I’ve also had the same feeling about analyses that make appeals to the idea of regularities arising from something other than a core, innate language capacity: from our affinity for patterns, our human social endowments, our historical accumulation of cultural habits. At this point, I’m no longer a practitioner of linguistics, but an observer and communicator about the discipline. I have the luxury of not having to argue for any particular point of view. To each her own facts to find interesting. To each his own impulse to follow.

Not embedding one phrase inside another was just one of the many ways that the Pirahã prioritised the here and now

Still, that’s a rather unsatisfying perch to land on. As narrative archetypes go, ‘Ah well, everybody’s got their own thing’ is not compelling at all. Shouldn’t there be something at stake in determining which way of looking at things is the right one? Isn’t the whole point to find the truth?

The Pirahã themselves would disagree. In their culture, as Everett describes it in his memoir of his time with them, Don’t Sleep, There Are Snakes (2008), ‘they have no craving for truth as a transcendental reality’. They live in the moment, according to what he terms the ‘immediacy of experience principle’. Ironically, in the 2005 article that began the whole Chomsky/Everett debate, Everett barely touched on the notion that the Pirahã’s lack of recursion might challenge the theory of universal grammar. Instead, his aim was to show that the Pirahã cultural commitment to immediate, concrete experience permeated the very structure of their language: not embedding one phrase inside another was just one of the many ways that the Pirahã prioritised the here and now. Other evidence he adduced for this priority included the simplicity of the kinship system, the lack of numbers, and the absence of fiction or creation myths.

The years-long immersion in Pirahã culture and the struggle to understand it had a profound personal effect on Everett. His encounter with their concept of truth made him rethink his belief in God and eventually become an atheist. His renunciation of universal grammar involved a similar disillusionment, since he had worked within the framework for the first 25 years of his career. Yet Everett’s study of the Pirahã falsifies neither Christianity nor universal grammar, since they are not designed for falsification in the first place. They are both a way to try to get a handle on reality. The first asks that you take a set of assumptions on faith because they are the truth. The second provides a set of assumptions for generating a line of enquiry that might at some point lead to the truth.

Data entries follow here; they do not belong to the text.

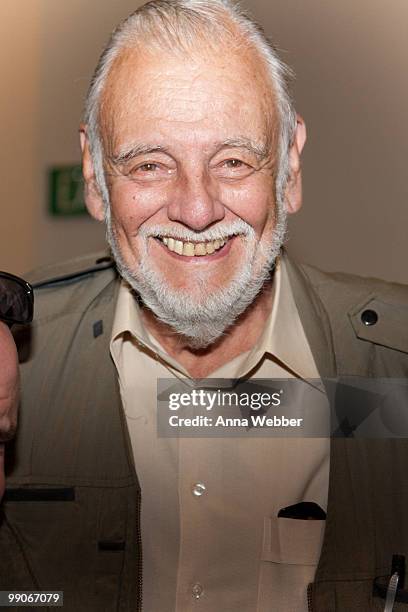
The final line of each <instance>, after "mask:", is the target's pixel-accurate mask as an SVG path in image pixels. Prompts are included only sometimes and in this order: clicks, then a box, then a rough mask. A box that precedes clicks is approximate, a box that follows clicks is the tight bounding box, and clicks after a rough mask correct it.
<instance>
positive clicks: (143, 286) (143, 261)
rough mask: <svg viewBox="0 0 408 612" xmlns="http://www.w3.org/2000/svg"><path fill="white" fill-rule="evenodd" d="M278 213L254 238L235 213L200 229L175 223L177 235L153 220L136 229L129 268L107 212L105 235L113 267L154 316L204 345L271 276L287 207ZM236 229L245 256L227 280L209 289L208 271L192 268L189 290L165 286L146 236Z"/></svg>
mask: <svg viewBox="0 0 408 612" xmlns="http://www.w3.org/2000/svg"><path fill="white" fill-rule="evenodd" d="M276 216H277V219H276V224H275V228H274V230H273V234H272V237H271V238H270V240H269V241H268V243H266V244H263V242H266V239H265V238H264V240H263V242H258V241H257V238H256V235H255V231H254V230H253V228H252V227H251V226H250V225H248V223H246V222H245V221H243V220H241V219H238V220H237V221H235V222H233V223H230V224H228V225H223V226H221V224H220V225H219V226H215V227H214V228H212V229H210V230H206V231H204V232H201V233H197V232H194V234H193V232H191V231H189V230H188V229H187V228H184V229H183V228H180V230H179V232H178V235H176V234H175V232H174V228H165V227H164V226H160V227H159V226H155V227H154V228H148V229H144V228H142V229H141V230H140V231H139V236H140V237H141V238H142V245H143V246H142V252H141V254H140V263H139V266H138V268H137V269H136V270H131V269H130V268H129V267H128V266H127V265H126V263H125V262H124V261H123V258H122V254H121V252H120V248H119V245H118V241H117V238H116V234H115V230H114V227H113V225H112V221H111V219H110V214H107V218H106V226H107V239H108V242H109V245H110V247H111V250H112V253H113V256H114V258H115V261H116V264H117V267H118V270H119V272H120V274H121V275H122V277H123V278H124V279H125V280H126V281H127V282H128V283H129V285H130V286H131V287H132V289H134V290H135V291H136V292H137V293H138V295H139V296H140V297H141V299H142V301H143V303H144V304H145V306H147V307H148V308H149V309H150V310H151V311H152V312H153V313H154V314H155V316H156V317H157V318H158V319H159V320H160V321H162V322H163V323H165V324H166V325H168V326H169V327H171V328H172V329H173V330H174V331H175V332H176V333H177V334H179V335H181V336H183V338H184V339H185V340H187V343H188V345H189V346H190V347H191V348H193V349H196V350H197V349H203V348H205V347H207V346H209V345H210V344H213V343H214V342H215V341H216V340H218V339H219V338H220V337H221V336H222V334H223V333H224V332H225V331H226V330H227V329H228V328H229V327H231V325H233V323H234V322H235V321H236V319H237V318H238V317H239V316H240V315H241V314H242V313H243V312H244V311H245V310H246V309H247V308H248V307H249V306H250V304H252V303H253V302H254V300H255V298H256V296H257V295H258V293H259V292H260V291H261V289H262V287H263V285H264V283H265V281H267V280H268V279H269V278H270V274H271V270H272V267H273V266H274V264H275V260H276V258H277V256H278V255H279V252H280V249H281V247H282V244H283V242H284V239H285V233H286V217H287V215H286V211H285V209H284V207H283V206H277V215H276ZM233 234H234V235H236V234H238V235H240V238H239V239H241V240H242V241H243V242H244V247H245V248H244V256H243V259H242V264H241V267H240V269H238V270H237V272H236V274H235V275H234V277H233V278H232V279H231V280H230V281H229V282H228V285H226V286H224V287H220V288H218V289H214V288H213V287H212V288H211V291H209V290H208V286H207V280H206V278H207V276H206V274H205V273H204V275H201V277H200V274H199V273H195V274H196V275H195V278H194V283H195V287H194V292H191V291H189V290H188V289H174V288H173V287H171V286H169V285H168V283H167V280H166V278H165V277H164V276H163V275H162V274H161V271H160V270H157V269H155V268H154V267H153V266H152V265H151V260H150V258H149V256H148V251H147V242H148V240H149V236H156V235H172V236H174V237H175V238H177V237H178V238H184V239H185V240H188V239H189V238H190V240H192V241H197V242H199V241H203V242H205V241H207V240H215V239H217V238H218V237H219V238H222V237H223V236H224V237H225V236H228V235H233Z"/></svg>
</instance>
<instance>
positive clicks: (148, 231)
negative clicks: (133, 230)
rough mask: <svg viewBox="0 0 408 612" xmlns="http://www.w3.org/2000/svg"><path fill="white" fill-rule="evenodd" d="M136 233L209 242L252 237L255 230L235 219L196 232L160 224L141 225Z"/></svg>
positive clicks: (188, 239) (168, 225)
mask: <svg viewBox="0 0 408 612" xmlns="http://www.w3.org/2000/svg"><path fill="white" fill-rule="evenodd" d="M138 234H139V236H141V237H142V238H162V237H163V236H166V237H167V238H174V239H175V240H183V241H185V242H210V241H213V240H223V239H225V238H231V237H232V236H238V235H241V236H246V237H249V238H252V237H253V236H255V230H254V229H253V227H251V225H249V224H248V223H246V222H245V221H243V220H242V219H236V220H235V221H231V222H229V223H222V224H221V223H219V224H218V225H214V227H209V228H208V229H206V230H204V231H202V232H196V231H194V230H191V229H189V228H187V227H183V226H174V225H165V224H163V225H162V224H160V225H154V226H149V227H141V228H139V231H138Z"/></svg>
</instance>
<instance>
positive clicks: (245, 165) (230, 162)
mask: <svg viewBox="0 0 408 612" xmlns="http://www.w3.org/2000/svg"><path fill="white" fill-rule="evenodd" d="M224 166H227V168H233V169H234V168H242V166H246V164H244V162H242V161H241V160H240V159H227V160H226V161H225V162H224Z"/></svg>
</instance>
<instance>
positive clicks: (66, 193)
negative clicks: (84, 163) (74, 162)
mask: <svg viewBox="0 0 408 612" xmlns="http://www.w3.org/2000/svg"><path fill="white" fill-rule="evenodd" d="M48 184H49V198H48V201H49V211H50V213H51V214H52V215H57V216H59V217H60V216H71V215H83V214H85V213H86V212H87V210H86V206H85V202H84V181H83V177H82V168H81V166H80V165H77V166H55V167H54V168H50V170H49V172H48Z"/></svg>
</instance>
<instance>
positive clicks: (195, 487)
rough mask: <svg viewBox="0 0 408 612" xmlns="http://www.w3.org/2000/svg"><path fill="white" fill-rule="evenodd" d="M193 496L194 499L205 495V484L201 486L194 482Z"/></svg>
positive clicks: (203, 484) (193, 486) (201, 483)
mask: <svg viewBox="0 0 408 612" xmlns="http://www.w3.org/2000/svg"><path fill="white" fill-rule="evenodd" d="M192 491H193V495H195V496H196V497H201V495H202V494H203V493H205V484H203V483H202V482H196V483H195V484H194V485H193V489H192Z"/></svg>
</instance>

I’m not sure whether you can call yourself a Christian if you reject the foundational tenets of Christianity – but you can certainly reject the assumptions of universal grammar and still call yourself a linguist. In fact, a drive to debunk Chomsky’s assumptions has led to a flourishing of empirical work in the field. Even as a foil, villain or edifice to be crumbled, the theory of universal grammar offers a framework for discovery, a place to aim the magnifying glass, chisel or wrecking ball, as the case may be. Archetypes of all kinds can simplify and exaggerate, and universal grammar is no different. But whether as a structured mythology or a catalyst for conflict, it nonetheless helps us to reach a deeper understanding of the world.